What does this all mean? First, and most obviously, there’s a long way to go before GPT-4 or other large-scale language models should be applied to patient care management. “No one should be relying on it to make a medical decision at this point,” Rodman said. “I hope it hammers home the point that doctors should not be relying on GPT-4 to make management decisions.”
The research also highlights how large language models can have unintended consequences, even when a clinician is standing by to catch its mistakes. “I don’t think anyone is suggesting that we deploy large language models in isolation without any human oversight,” Alsentzer said. But research suggests that clinicians can be influenced by biased algorithms’ suggestions.
“Doctors tend to be very thoughtless when it comes to how we use machines,” Rodman said — which makes it all the more important to build safeguards into technology before it’s used in clinical decisions. “Things are moving quickly, and doctors need to get on top of this.”
“I don’t think we can necessarily rely on clinicians in the loop to be able to correct potential biases that might occur in models,” Alsentzer said. She suggested the next step would be to repeat a similar experiment with clinical notes from patient health records.
Stamping out biased clinical outputs from generalized large language models will be no easy task. Simply removing a patient’s race from clinical prompts wouldn’t suffice, because it can often be inferred from clinical text even when explicit mentions of race and ethnicity are deleted.
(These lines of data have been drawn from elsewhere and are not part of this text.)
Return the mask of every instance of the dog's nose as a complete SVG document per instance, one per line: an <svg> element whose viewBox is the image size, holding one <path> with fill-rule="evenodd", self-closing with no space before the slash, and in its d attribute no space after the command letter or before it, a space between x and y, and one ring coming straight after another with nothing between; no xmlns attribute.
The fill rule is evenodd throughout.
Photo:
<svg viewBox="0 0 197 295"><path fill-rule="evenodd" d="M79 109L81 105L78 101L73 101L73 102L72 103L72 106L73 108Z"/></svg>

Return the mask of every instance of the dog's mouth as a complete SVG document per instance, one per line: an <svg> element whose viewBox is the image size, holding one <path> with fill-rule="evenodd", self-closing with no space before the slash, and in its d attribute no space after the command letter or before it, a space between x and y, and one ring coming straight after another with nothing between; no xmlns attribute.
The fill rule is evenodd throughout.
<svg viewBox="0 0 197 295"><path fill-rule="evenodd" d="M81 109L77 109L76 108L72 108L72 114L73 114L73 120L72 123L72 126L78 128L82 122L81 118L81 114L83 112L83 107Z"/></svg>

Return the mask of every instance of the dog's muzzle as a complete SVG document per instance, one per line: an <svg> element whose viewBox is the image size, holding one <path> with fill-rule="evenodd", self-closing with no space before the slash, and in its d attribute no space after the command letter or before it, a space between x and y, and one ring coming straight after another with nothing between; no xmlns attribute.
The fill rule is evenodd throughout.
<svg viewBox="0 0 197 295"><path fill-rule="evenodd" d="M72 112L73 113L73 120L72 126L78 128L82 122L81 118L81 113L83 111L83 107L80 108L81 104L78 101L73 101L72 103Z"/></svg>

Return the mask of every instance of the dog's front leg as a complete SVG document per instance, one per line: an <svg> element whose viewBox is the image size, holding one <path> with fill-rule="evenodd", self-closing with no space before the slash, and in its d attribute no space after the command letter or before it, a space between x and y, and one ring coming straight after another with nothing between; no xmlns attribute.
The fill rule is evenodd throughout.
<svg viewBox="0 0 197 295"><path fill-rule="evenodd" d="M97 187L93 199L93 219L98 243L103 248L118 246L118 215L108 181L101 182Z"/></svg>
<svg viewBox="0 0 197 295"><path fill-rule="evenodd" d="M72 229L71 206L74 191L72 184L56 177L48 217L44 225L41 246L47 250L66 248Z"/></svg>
And training a language model to be agnostic to demographics would shield it from some truly meaningful clinical information.
The models still also have to be tested in real-world workflows, where researchers can vet their fairness when applied to each case — and ideally, pit them against humans making the same choices.
“When you’re comparing against flawed — very flawed — humans, that’s one of the first questions that comes to my mind,” Rodman said. “Are these reflecting exaggerated human biases and is it better or worse than us?”